ProDiff: Prototype-Guided Diffusion for Minimal Information Trajectory Imputation
Tianci Bu, Le Zhou, Wenchuan Yang, Jianhong Mou, Kang Yang, Suoyi Tan, Feng Yao, Jingyuan Wang, Xin Lu
TL;DR
ProDiff addresses the challenge of imputing missing trajectory data under minimal information by jointly learning a diffusion-based generator and a prototype-conditioned guidance mechanism. Through a Prototype Condition Extractor, the model embeds macro movement patterns into a latent space and aligns these patterns with endpoint information during diffusion denoising. Empirical evaluations on WuXi and FourSquare demonstrate state-of-the-art imputation accuracy and a strong correlation between generated and real trajectories (approximately $0.93$), validating the approach’s effectiveness for urban mobility analysis. The framework offers a scalable, privacy-conscious solution that leverages large-scale unlabeled trajectory patterns to improve reconstruction under sparse observation, with potential extensions to personalized and uncertainty-aware trajectory generation.
Abstract
Trajectory data is crucial for various applications but often suffers from incompleteness due to device limitations and diverse collection scenarios. Existing imputation methods rely on sparse trajectory or travel information, such as velocity, to infer missing points. However, these approaches assume that sparse trajectories retain essential behavioral patterns, which place significant demands on data acquisition and overlook the potential of large-scale human trajectory embeddings. To address this, we propose ProDiff, a trajectory imputation framework that uses only two endpoints as minimal information.
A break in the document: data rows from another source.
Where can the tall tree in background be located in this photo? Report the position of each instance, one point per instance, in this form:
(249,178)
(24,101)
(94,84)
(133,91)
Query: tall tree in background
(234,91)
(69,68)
It integrates prototype learning to embed human movement patterns and a denoising diffusion probabilistic model for robust spatiotemporal reconstruction. Joint training with a tailored loss function ensures effective imputation. ProDiff outperforms state-of-the-art methods, improving accuracy by 6.28\% on FourSquare and 2.52\% on WuXi. Further analysis shows a 0.927 correlation between generated and real trajectories, demonstrating the effectiveness of our approach.